The second issue to which Birss J turned was whether a Mr Carter, the second defendant and director of the Escortgps, was personally responsible for the infringing acts of the defendant company. There was some evidence that Carter was a pawn in the porn games played by a South African, van Tonder. But, as Birss J pointed out (at [64]):

Mr Carter is the only person through whom the company could act in any way at all. He knew that the first website was alleged to infringe both copyright and registered trademarks. I recognise that the copyright claim was unspecific but there are steps that could have been taken at the time to find out more about that if he had been concerned about it. He agreed with Mr van Tonder to set up the new website in the company’s name and that is what happened. It would be unreal to find that Mr Carter is not personally liable for the infringements committed by this company.

Data Protection, the Refugee and Fundamental Rights

In Trushin v the National Crime Agency [2014] EWHC 3551 (Admin) the Administrative Court had to consider a claim by a Russian who had claimed political asylum following the decline and fall of Yukos Oil, with which he had been prominently involved.

The claimant’s concern was the manner in which his personal and sensitive personal data is (and is likely to be) processed by the National Crime Agency (‘NCA’), and how it was previously processed by the Serious Organised Crime Agency. The Russian authorities wanted Mr Trushin to return to Russia to face the consequences of criminal proceedings relating to Yukos. He had been tried and convicted in absentia on various charges of embezzlement and money laundering and then sentenced to nine years’ imprisonment.
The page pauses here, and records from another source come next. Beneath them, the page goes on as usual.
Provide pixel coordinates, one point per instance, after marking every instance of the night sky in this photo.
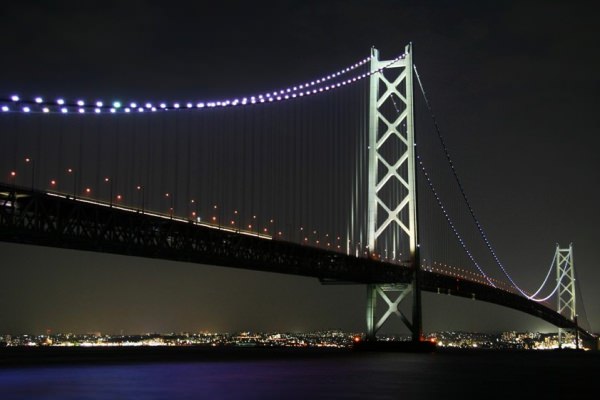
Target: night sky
(514, 86)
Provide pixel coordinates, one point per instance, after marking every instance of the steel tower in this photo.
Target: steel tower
(392, 186)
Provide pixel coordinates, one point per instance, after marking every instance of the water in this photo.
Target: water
(441, 375)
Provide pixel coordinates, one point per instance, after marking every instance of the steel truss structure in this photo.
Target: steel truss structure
(392, 186)
(565, 278)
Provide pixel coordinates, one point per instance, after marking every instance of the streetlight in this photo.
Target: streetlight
(215, 217)
(107, 180)
(168, 195)
(32, 162)
(72, 172)
(140, 189)
(13, 177)
(195, 212)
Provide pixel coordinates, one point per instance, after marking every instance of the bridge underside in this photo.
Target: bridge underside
(39, 218)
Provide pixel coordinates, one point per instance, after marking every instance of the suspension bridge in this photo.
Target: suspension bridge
(322, 178)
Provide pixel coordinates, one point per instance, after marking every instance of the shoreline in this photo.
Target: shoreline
(41, 356)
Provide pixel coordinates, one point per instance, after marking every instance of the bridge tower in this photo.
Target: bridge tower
(392, 186)
(565, 278)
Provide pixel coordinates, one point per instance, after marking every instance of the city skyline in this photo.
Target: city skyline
(514, 96)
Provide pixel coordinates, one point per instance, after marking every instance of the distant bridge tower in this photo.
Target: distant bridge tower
(565, 278)
(392, 187)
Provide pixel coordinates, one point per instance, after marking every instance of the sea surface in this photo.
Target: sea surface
(343, 375)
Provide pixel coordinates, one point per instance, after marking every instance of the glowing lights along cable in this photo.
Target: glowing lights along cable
(38, 105)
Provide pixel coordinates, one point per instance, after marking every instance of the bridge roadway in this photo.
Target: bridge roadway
(57, 220)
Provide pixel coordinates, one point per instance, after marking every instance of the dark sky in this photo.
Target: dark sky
(514, 87)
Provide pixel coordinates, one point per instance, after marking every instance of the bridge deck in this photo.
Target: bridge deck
(41, 218)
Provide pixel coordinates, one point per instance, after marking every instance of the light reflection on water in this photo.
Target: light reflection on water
(359, 376)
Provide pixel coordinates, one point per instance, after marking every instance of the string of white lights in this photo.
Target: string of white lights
(451, 224)
(559, 280)
(468, 203)
(39, 105)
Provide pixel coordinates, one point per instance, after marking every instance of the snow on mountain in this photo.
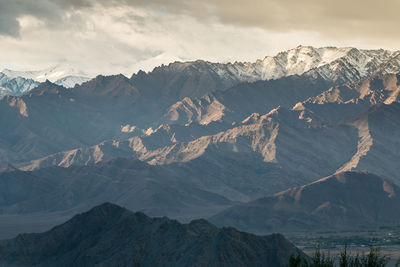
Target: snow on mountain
(71, 81)
(52, 74)
(15, 86)
(331, 63)
(16, 83)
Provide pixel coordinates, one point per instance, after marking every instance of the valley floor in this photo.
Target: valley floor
(386, 239)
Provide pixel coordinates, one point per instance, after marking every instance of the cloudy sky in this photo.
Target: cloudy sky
(123, 36)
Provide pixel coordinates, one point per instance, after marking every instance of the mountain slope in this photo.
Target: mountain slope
(109, 235)
(344, 201)
(52, 74)
(15, 86)
(197, 78)
(134, 184)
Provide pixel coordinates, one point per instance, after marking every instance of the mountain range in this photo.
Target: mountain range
(16, 83)
(348, 201)
(110, 235)
(191, 140)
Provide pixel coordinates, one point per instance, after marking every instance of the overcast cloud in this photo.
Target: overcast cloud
(112, 36)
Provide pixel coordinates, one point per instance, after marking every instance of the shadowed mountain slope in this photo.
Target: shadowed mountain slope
(344, 201)
(109, 235)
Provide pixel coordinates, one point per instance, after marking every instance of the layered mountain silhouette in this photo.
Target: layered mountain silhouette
(191, 139)
(342, 202)
(111, 235)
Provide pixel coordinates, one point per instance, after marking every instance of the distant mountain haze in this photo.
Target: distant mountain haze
(111, 235)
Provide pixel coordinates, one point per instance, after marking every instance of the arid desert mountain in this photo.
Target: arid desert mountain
(111, 235)
(158, 191)
(188, 140)
(344, 201)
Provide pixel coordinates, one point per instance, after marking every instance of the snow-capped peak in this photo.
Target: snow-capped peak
(52, 74)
Essentially, Mr Trushin’s claim was that the processing of his personal data by the NCA whilst he is protected from extradition to Russia by reason of his refugee status is unnecessary and unlawful and should cease. His claim cited the Data Protection Act 1998, s 10 and his rights under the Human Rights Act 1998 and the EU Charter.
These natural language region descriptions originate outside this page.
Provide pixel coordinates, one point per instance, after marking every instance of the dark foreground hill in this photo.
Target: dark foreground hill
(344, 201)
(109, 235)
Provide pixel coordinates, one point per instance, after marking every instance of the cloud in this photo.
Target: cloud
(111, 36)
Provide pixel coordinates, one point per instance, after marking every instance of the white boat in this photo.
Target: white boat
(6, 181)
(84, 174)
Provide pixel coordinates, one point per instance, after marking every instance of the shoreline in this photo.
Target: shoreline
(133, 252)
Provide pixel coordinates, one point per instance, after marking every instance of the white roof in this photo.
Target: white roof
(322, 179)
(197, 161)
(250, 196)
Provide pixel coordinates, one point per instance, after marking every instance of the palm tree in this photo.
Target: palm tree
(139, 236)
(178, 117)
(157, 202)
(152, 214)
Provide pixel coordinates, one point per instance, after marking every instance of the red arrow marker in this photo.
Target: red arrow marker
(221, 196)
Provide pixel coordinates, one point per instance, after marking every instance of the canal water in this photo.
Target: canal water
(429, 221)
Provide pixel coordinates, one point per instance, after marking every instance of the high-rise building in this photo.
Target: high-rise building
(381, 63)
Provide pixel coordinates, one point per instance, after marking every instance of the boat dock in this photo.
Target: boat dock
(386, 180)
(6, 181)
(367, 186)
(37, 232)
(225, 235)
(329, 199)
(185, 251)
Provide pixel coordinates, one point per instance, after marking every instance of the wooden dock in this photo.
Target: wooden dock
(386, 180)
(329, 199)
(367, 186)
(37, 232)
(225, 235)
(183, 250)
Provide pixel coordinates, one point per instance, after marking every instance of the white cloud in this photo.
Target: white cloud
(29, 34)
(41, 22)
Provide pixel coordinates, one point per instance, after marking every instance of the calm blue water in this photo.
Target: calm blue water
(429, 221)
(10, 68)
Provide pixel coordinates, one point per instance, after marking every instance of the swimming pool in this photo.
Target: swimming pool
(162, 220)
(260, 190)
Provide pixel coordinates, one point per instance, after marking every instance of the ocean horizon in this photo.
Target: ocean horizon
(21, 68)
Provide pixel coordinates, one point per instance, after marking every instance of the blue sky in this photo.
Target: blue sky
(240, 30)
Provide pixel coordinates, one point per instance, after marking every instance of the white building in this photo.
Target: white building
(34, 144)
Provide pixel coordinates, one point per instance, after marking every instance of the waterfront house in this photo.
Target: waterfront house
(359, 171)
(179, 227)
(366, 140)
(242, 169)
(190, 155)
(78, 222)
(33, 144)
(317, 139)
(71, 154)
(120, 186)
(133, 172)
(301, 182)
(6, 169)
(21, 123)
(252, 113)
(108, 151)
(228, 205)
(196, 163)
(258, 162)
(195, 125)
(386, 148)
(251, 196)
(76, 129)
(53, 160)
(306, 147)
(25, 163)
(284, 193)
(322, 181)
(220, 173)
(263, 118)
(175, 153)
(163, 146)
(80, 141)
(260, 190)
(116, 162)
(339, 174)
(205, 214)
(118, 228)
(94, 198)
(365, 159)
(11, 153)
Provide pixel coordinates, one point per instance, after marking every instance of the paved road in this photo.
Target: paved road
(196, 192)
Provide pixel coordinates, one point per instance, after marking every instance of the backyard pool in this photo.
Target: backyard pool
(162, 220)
The latest hearing was upon the NCA’s application to have those proceedings struck out and/or obtain summary judgment. That context therefore required only that Foskett J consider whether the claimant had an arguable case.

The practical concern was that, in its role within Interpol, the NCA would respond to requests from the Russian authorities by providing information that might cause Mr Trushin substantial harm. The NCA’s principal argument was that the Data Protection Act 1998, s. 29 exempted its disclosure activities insofar as they were carried out (on these facts) in pursuance of its powers (or duties) under the Crime and Courts Act 2013, s 7. Section 29 of the DPA exempts a body from the general non-disclosure principle where disclosure is for the prevention or detection of crime or the apprehension or prosecution of offenders. But that exemption is limited and applies only where non-disclosure prejudices those aims. The NCA also claimed that it was protected by sch. 2 to the DPA.

On a close examination of the NCA’s procedures, it became clear that it was not a ‘mere conduit’ in supplying information to Interpol and that it was subject to, and applied the principles of, the duties of a public authority under the ECHR, Article 8.

Foskett J did not consider that the grounds for striking out the claim were made out or that summary judgment was appropriate. He concluded that it was not certain that the claim would fail – indeed he considered that it raised an issue of some importance in relation to the NCA’s general responsibilities for processing personal data going beyond the circumstances of Mr Trushin’s case.